Nel 1530 il capitano di ventura Fabrizio Maramaldo, al soldo di Carlo V di Asburgo, uccise crudelmente il condottiero avversario Francesco Ferrucci, detto il Ferruccio. Questi già gravemente ferito, prima di spirare, gli avrebbe rivolto le famose parole, divenute poi proverbiali: «Vile!, tu uccidi un uomo morto». Fatte le debite proporzioni l’abolizione del Cnel assomiglia molto alla mossa di Maramaldo: l’abrogazione dell’articolo 99 della Costituzione prevista nella riforma in votazione il prossimo 4 dicembre costituisce infatti la ratifica formale di una realtà che il sistema politico aveva già progressivamente attuato nel corso degli ultimi decenni.
Il Cnel, Consiglio nazionale dell’economia e del lavoro, non ha avuto mai vita facile. Secondo i Costituenti avrebbe dovuto essere un luogo di supporto e aiuto all’attività parlamentare, un consesso di esperti in grado di valutare la necessità delle misure legislative analizzandone i lati positivi o negativi e soprattutto l’impatto sociale.

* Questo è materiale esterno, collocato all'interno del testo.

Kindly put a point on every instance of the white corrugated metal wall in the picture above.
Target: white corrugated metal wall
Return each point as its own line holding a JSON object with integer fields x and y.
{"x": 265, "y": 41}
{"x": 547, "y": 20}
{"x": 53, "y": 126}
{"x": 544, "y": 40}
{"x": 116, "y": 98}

Ma l’attività del Cnel è sempre rimasta nell’ombra. Nei suoi 50 anni di attività il Consiglio ha peraltro presentato alle Camere solo 14 disegni di legge, pochissimi sono stati discussi e nessuno di questi è stato approvato. Sono stati invece 96 i pareri espressi, ma queste analisi sono finite regolarmente negli archivi. Certamente troppo poco per giustificare i 20 milioni di costo medio annuo.
La legge di attuazione del dettato costituzionale è entrata in vigore il 5 gennaio 1957 ribadendo che la funzione principale del Consiglio avrebbe dovuto essere quella di fornire una consulenza tecnica al Parlamento su argomenti di natura economica. Dei 64 membri otto sono nominati dal Capo dello Stato e due dal Presidente del Consiglio scelti tra esperti ed importanti esponenti della cultura economica, giuridica e sociale; gli altri 48 membri sono dei rappresentanti delle categorie produttive di beni o servizi nei settori privato e pubblico. La durata del mandato, ovviamente retribuito, è cinque anni, ma non ci sono limiti al rinnovo.
Fin dai primi anni il Cnel è stato considerato come una comoda sine cura: i partiti, i sindacati, le organizzazioni imprenditoriali hanno raramente nominato personalità di primo piano negli studi economici e sociali. Gran parte dei posti sono stati riservati ai cosiddetti “trombati”, persone che non riuscendo ad ottenere l’elezione in Parlamento venivano comunque ricompensati con un posto di sicura onorabilità.
Solo in alcuni casi, per esempio con la presidenza di Giuseppe De Rita, il Cnel ha avuto forza e autorevolezza. Ma la politica non se ne è mai volutamente interessata e ha preferito per lunghi anni il metodo della concertazione, e quindi delle relazioni, rispetto a quello, meno appagante, delle analisi tecniche o comparate.
E si è andati così in direzione opposta rispetto a quanto voluto dai Costituenti. Si può ricordare come il democristiano Amintore Fanfani disse all’Assemblea: “Se l’attività economica nazionale deve essere orientata e controllata, senza che vada soggetta a salti bruschi, non bastano gli organi normali: Presidente della Repubblica, Governo, prima e seconda Camera. L’esperienza insegna che occorre qualche cosa di più efficiente che non sia un Parlamento”. E il comunista Giuseppe Di Vittorio precisò: “Questo ente dovrebbe essere composto di tutte le classi interessate al processo della produzione, ma noi riteniamo che non sia democratico, che non sia giusto mettere sullo stesso piano interessi di carattere collettivo, di carattere generale, sociale, nazionale, con interessi di carattere privato e di carattere egoistico; come non è giusto porre sullo stesso piano interessi riguardanti, per esempio, mille cittadini e interessi che rappresentano invece le aspirazioni di un milione di cittadini. E noi domandiamo inoltre che i rappresentanti siano eletti dalle categorie interessate e non siano di nomina governativa, perché, anche se la nomina viene da parte di un Governo democratico, l’istituto avrà sempre un carattere burocratico e mai democratico”.
Il Cnel è stato progressivamente, ma inesorabilmente svuotato delle sue prerogative.
Non sorprende quindi che, tra le tante innovazioni previste nella riforma costituzionale, si discuta soprattutto del nuovo Senato e delle competenze regionali, mentre l’abolizione del Cnel non suscita particolari emozioni. Se fosse in votazione solo questo punto probabilmente otterrebbe una larghissima maggioranza.
In fondo si abolisce quello che non c’è più. Quasi un’operazione da maramaldo.